Demeuré quelque temps loin de Paris, en Bretagne où j’aime regarder la pluie tomber sur la mer en pensant à ces aliénés qui, pris d’une « envie de soleil » comme on a envie de déféquer, sont allés s’oublier à grands frais sous des cieux exotiques, je n’ai guère suivi ce qu’on appelle l’actualité – laquelle est, par définition, une fatigante répétition du même. Je pourrais me contenter de faire ici un éloge de la pluie bretonne et de la paix qu’elle m’apporte, des souvenirs qu’elle réveille de mon enfance limousine, de la méditative retraite qu’elle propose ; je ne serais pas compris : notre époque réclame le beau temps comme un droit infiniment menacé par le réchauffement climatique. Un jour viendra, n’en doutons pas, où l’on assignera l’Etat devant une instance juridique pour manquement à l’ordre météorologique ; il devra en effet répondre des déluges, incendies, tornades, tremblements de terre qui affectent le bon déroulement des vacances, comme on vient de le voir, au Népal, où des rescapés français ont trouvé le moyen de déclarer à la presse que l’ambassade de France à Katmandou n’a pas « assuré ». Ils se sont plaints, ils ont râlé, spécificité française particulièrement obscène en un pays naguère ravagé par le terrorisme maoïste et où le séisme a fait plus de 6000 morts.

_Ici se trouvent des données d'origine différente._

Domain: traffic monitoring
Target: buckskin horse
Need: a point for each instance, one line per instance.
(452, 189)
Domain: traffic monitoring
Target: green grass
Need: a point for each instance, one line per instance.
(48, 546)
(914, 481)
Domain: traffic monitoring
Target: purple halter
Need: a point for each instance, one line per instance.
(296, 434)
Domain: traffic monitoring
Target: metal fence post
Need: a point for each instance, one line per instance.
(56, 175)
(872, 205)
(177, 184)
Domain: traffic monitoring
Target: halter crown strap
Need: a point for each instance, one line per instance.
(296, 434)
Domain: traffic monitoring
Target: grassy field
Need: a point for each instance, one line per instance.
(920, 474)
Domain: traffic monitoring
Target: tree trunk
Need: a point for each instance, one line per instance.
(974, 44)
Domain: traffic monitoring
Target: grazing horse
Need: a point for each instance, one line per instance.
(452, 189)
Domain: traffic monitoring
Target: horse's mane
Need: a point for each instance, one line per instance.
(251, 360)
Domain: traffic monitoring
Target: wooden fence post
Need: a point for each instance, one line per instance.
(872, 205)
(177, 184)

Quant à ce qui s’est passé en France et dans le reste du monde, rien de quoi étonner : pendant que le transporteur Norbert Dentressangle, au nom si balzacien, passait sous pavillon américain, continuant la désindustrialisation de la France qui finira par devenir la Grèce de l’Europe du Nord, le Qatar faisait à notre pays l’aumône d’un milliard et demi de dollars pour acquérir vingt-quatre avions Rafale et le maintenir à flots, de la même façon que l’Arabie saoudite lui a acheté pour trois milliards d’un armement destiné à l’armée libanaise. La France maintenue à flots par le wahabisme : on comprend mieux que le gouvernement donne dans la propagande islamique, et que la nomination d’une musulmane comme ministre de l’Education nationale ne soit pas le fruit du hasard. Non contente d’attacher son nom à une énième réforme du collège d’où l’enseignement des langues anciennes et de l’allemand seraient exclus, l’histoire menacée par un relativisme idéologique à visée expiatoire, le français vidé de sa langue, Mme Belkacem propose pour modèle linguistique et culturel un histrion, également musulman : Djamel Debbouze. L’enseignement de l’ignorance est donc un apprentissage de la soumission, mais non au sens de la discipline et de la rigueur, pourtant indispensables dans le domaine éducatif, comme en tant d’autres. On aurait pourtant tort de s’en prendre à Mme Belkacem ; ce que ses conseillers lui dictent, dans le langage de Bourdieu revisité par Diafoirus, se situe dans la droite ligne de ce que Giscard d’Estaing avait lancé, en 1975, avec la réforme Haby et le collège unique. Rappelons qu’il s’agit moins de savoir que de consommer, de penser que d’aboyer les mots d’ordre du Bien, de lire que de se divertir, de vivre que de fuir le réel dans l’ivresse d’un présent acéphale…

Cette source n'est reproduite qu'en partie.